I'm not convinced that the substantive issues in this case were terribly complex in themselves, compared to other commercial legal cases.
- Did Etihad and other properly fulfil their obligations under the commercial contracts? That's probably the biggest substantive issue but it isn't particularly complex.
- Are Etihad & Manchester City related parties under the relevant accounting standards? 2 or 3 days to cover that maybe.
- Was Fordham a deliberate device to conceal relevant expenses. We know why we set up the Fordham arrangement and either declared Fordham payments as part of player remuneration or we didn't, plus we had discussions about this with UEFA, who seemingly didn't have a problem.
- The Mancini contract - was it a sham to hide expenses or did he fulfil it. It's not material in any case, and will possibly be time barred anyway, so I doubt much time was spent on it.
CAS dealt with the Etihad sponsorship issues in less than 2 days so I'd be surprised if we spent much more than 3 or 4 of the 10 weeks of the hearing on these issues. What probably took the bulk of the time I'd guess were the legal arguments over things like admissibility of evidence, limitation periods, elements of the process itself and how it had been applied, as well as other matters.

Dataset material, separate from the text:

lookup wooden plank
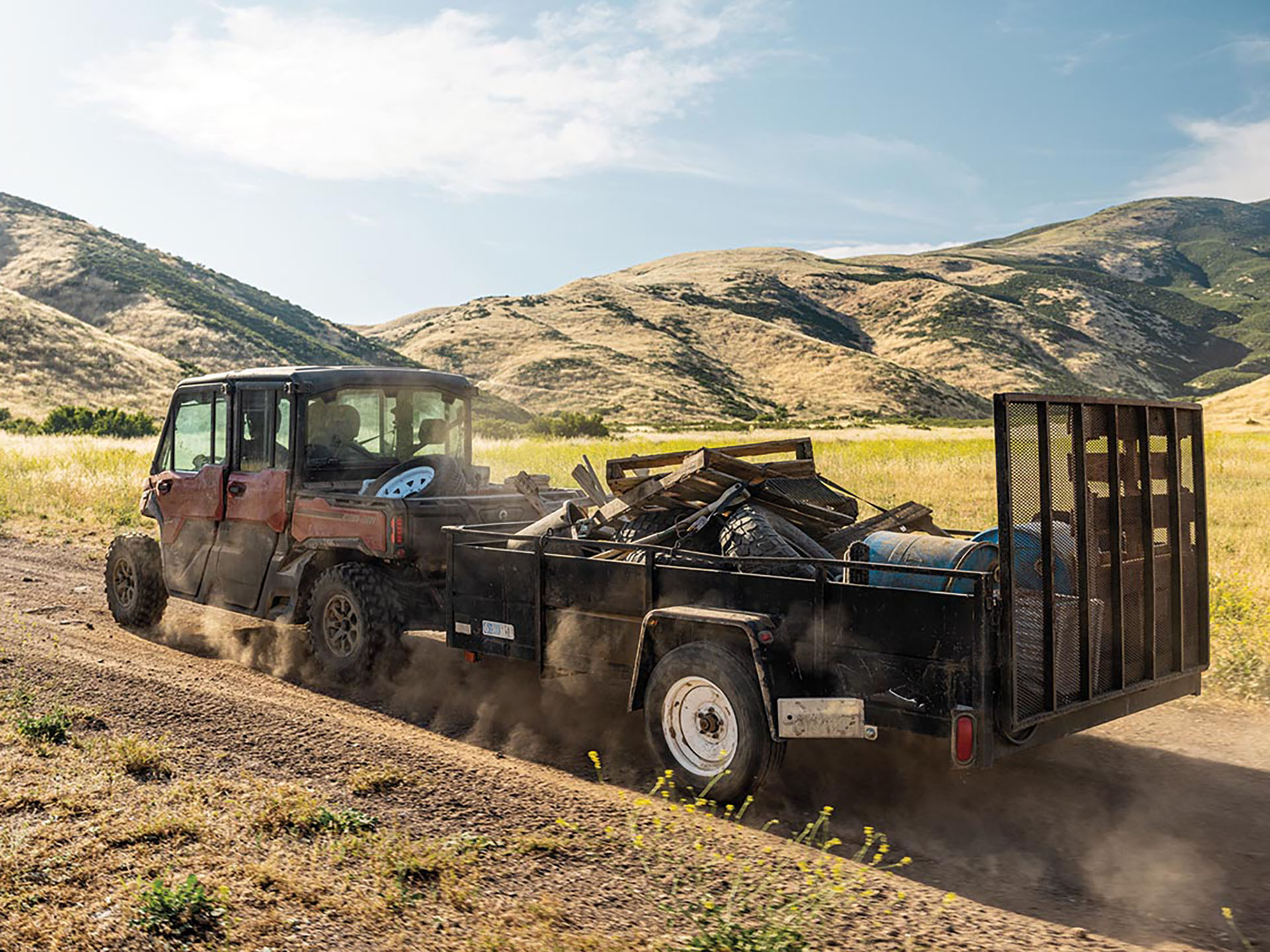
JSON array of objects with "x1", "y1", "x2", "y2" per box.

While there probably a huge number of documents delivered as a result of the discovery process, there's no guarantee that every single one will have been produced to support the pleadings during the 10 weeks.
The criminal case against my old bosses at Independent Insurance involved complex issues of insurance, reinsurance, claims reserving and other related matters, along with huge numbers of documents. But to make the case as simple as possible for the non-technical jury, the prosecution team whittled those documents down dramatically for evidence purposes. The vast majority weren't used in court.